Runtime Asserts and Aborts

Some messages are extraneous. One example is:

   Warning> Randomization of virtual memory (ASLR) is turned on in the kernel, thread migration may not work!
 Run 'echo 0 > /proc/sys/kernel/randomize_va_space' as root to disable it, or try running with '+isomalloc_sync'.

You do not need to add +isomalloc_sync to your command line; ChaNGa handles thread migration in another way.

There are many sanity checks within the code using the assert() call. Here are some common ones with explanations of what has gone wrong.

   Assertion "bInBox" failed in file TreePiece.cpp line 622

This happens when running with periodic boundary conditions and a particle is WAY outside the fiducial box. This is an indication of bad initial conditions or "superluminal" velocities.

    ------------- Processor 0 Exiting: Called CmiAbort ------------
    Reason: SFC Domain decomposition has not converged

Here domain decomposition has failed to divide the particles evenly among the domains to within a reasonable tolerance. This could be due to a pathological particle distribution, such as having all particles on top of each other. One solution is to loosen the tolerance by increasing the "ddTolerance" constant in ParallelGravity.h and recompile. If the above message is also accompanied with many messages like:

    Truncated tree with 17 particle bucket
    Truncated tree with 26 particle bucket

then larger sorting keys may be needed. Try running configure with "--enable-bigkeys", and recompiling.

    ------------- Processor 0 Exiting: Called CmiAbort ------------
    Reason: [CkIO] llapi_file_get_stripe error

This is a recent (2019) error on Pleiades with a newer implementation of the Lustre file system. The "stripe" refers to how a file is split across many disks for high I/O performance. The work around (until the Charm interface to Lustre catches up with the newer Lustre API) is to explicitly set the striping on the directory in which the snapshots are being written. An example command is lfs setstripe -S 1048576 -c 4 . The final "." refers to the current directory, so this command should be run in the directory in which the snapshots are written. Update: March 1, 2019: this problem is now appearing on Blue Waters and Stampede2. The same work around is applicable on these systems. Meanwhile, the charm development team is working on a true fix.

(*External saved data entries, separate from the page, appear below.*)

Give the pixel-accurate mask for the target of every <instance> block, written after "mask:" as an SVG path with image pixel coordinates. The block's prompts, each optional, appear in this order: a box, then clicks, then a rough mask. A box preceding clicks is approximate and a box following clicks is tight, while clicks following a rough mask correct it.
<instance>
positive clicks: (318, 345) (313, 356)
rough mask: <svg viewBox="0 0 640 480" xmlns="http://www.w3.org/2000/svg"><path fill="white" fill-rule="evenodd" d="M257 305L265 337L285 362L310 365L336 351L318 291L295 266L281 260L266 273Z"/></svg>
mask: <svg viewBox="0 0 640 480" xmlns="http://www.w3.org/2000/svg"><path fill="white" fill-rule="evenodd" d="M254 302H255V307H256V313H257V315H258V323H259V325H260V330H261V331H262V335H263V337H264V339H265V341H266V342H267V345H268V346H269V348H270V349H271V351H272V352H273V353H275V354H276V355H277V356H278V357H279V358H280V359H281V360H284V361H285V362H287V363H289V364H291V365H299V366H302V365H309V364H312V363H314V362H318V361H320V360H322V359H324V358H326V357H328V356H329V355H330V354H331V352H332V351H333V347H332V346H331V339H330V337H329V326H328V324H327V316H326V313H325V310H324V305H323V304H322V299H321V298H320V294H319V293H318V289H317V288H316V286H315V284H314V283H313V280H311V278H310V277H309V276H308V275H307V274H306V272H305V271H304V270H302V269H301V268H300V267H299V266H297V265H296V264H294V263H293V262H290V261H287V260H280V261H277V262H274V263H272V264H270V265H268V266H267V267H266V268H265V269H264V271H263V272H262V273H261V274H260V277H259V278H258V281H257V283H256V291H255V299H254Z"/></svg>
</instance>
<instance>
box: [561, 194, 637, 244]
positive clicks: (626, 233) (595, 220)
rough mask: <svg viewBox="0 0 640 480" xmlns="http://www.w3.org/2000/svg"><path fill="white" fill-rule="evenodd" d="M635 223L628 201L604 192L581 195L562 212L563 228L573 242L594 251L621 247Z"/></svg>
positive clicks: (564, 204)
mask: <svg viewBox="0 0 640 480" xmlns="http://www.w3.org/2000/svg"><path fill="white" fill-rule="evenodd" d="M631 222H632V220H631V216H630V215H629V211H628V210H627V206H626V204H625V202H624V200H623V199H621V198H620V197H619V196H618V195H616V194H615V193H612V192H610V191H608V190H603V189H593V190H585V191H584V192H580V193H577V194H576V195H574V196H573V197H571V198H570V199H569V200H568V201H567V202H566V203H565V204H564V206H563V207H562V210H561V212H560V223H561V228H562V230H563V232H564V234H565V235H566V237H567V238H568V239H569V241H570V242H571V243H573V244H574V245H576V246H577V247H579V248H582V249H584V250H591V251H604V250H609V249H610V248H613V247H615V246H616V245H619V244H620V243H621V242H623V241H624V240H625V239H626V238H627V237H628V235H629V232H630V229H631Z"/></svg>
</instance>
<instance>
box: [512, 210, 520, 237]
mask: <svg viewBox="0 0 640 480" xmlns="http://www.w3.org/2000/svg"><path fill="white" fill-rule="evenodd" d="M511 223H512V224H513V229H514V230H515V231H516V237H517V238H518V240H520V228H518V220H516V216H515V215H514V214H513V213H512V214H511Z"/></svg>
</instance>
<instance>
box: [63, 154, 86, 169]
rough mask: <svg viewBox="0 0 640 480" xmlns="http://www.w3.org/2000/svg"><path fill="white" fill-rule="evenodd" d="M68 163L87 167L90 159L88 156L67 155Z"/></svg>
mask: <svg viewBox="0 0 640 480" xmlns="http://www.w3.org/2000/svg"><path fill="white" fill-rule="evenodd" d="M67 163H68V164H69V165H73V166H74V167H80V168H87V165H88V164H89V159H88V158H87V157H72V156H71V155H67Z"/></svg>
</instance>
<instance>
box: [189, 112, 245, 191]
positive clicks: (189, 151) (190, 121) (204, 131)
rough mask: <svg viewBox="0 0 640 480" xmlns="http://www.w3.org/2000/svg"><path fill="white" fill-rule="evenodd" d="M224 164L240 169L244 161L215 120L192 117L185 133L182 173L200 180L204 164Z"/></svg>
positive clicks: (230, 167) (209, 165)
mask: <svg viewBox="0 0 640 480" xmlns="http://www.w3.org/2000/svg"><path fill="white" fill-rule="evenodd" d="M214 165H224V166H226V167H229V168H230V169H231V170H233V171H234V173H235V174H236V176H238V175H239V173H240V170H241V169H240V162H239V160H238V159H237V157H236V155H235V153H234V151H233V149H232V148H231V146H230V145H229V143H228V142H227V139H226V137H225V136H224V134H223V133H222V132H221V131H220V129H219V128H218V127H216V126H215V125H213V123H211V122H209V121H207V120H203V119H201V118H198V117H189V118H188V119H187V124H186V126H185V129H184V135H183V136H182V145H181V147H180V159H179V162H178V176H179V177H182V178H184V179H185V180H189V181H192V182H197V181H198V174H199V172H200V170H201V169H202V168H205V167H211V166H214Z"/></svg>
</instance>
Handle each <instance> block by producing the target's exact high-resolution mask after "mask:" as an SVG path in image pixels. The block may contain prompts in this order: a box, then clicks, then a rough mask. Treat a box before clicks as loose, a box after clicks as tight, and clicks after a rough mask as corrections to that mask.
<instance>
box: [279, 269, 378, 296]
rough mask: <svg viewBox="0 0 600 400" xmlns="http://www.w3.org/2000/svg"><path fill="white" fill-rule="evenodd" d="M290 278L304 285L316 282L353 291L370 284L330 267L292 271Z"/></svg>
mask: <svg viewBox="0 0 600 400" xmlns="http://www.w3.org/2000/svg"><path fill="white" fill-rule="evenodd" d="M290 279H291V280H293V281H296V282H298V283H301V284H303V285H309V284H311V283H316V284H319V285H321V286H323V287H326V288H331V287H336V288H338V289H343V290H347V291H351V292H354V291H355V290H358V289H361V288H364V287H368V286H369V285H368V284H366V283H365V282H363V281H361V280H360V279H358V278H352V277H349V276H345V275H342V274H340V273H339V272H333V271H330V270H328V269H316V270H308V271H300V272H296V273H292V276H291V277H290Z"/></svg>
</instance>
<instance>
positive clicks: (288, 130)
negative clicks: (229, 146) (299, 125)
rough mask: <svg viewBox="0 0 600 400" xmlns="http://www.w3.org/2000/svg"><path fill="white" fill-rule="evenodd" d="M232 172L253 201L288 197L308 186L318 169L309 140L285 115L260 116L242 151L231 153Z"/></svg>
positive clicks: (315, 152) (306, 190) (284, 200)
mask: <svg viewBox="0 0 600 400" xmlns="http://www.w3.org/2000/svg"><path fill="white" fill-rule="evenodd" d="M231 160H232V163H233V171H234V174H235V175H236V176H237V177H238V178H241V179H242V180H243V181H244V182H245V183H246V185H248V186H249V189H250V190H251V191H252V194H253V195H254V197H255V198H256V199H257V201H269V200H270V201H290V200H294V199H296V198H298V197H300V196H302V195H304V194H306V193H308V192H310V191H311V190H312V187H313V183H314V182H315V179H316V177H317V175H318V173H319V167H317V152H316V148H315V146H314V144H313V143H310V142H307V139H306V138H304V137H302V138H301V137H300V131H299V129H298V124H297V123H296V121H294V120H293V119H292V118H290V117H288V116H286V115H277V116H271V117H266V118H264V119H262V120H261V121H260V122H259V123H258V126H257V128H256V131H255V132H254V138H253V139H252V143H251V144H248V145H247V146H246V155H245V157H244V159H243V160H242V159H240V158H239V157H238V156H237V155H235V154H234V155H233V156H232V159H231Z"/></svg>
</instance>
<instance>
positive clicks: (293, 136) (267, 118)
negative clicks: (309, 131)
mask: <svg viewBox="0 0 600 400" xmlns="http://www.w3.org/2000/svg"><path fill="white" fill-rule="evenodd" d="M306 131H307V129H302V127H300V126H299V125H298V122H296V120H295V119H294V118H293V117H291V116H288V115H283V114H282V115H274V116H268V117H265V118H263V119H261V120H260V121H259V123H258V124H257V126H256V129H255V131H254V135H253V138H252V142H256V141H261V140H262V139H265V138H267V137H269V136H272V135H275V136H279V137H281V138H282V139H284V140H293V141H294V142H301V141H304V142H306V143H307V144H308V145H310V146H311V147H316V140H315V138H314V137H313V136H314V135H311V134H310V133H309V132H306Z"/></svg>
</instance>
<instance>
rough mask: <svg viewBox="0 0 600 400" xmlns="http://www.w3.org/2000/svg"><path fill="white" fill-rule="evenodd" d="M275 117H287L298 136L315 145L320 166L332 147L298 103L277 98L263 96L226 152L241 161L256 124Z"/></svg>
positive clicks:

    ------------- Processor 0 Exiting: Called CmiAbort ------------
    Reason: starlog file format mismatch

The starlog file starts with a number that is the size of each starlog event. ChaNGa checks this number against what it thinks the starlog event size is and issues this complaint if they don't match. The two obvious reasons for a mismatch are: 1) the starlog file is corrupt or 2) ChaNGa has been recompiled with a different configuration (e.g. H2 cooling vs no H2 cooling) in the middle of a run.

In either case the quickest way to get going again is to move the starlog file out of the way, and restart from an output.

Out of Memory

Memory use can be an issue in large simulations. One of the current big uses of memory in ChaNGa is the caching of off-processor data. This can be lowered by decreasing the depth of the cache "lines" with "-d" or "nCacheDepth". The default is 4, and size of a line scales as 2^d. Higher values mean more remote data is fetched at once, reducing latency costs at the price of higher memory use.

Deadlocks

Deadlocks are hard to track down. One common deadlock is that a process gets held up in a lock within malloc() or free(). This will happen if you link with "-memory os" instead of using charm++ default memory allocator and the os malloc is not thread safe.

CUDA Specific Issues

The CUDA implementation is still experimental. Fatal CUDA Error all CUDA-capable devices are busy or unavailable at cuda-hybrid-api.cu:571. This means 1) there are no GPUs on the host, or 2) more than one process is trying to access the GPU. For scenario 2, you might have more than one ChaNGa process on the host competing for the GPU. Either run in SMP mode with only one process per GPU host, or use the CUDA Multi Process Service (CUDA_MPS) to handle this situation. For Cray machines, setting the environment variable CRAY_CUDA_MPS=1 enables this. However, many compute clusters do not support this.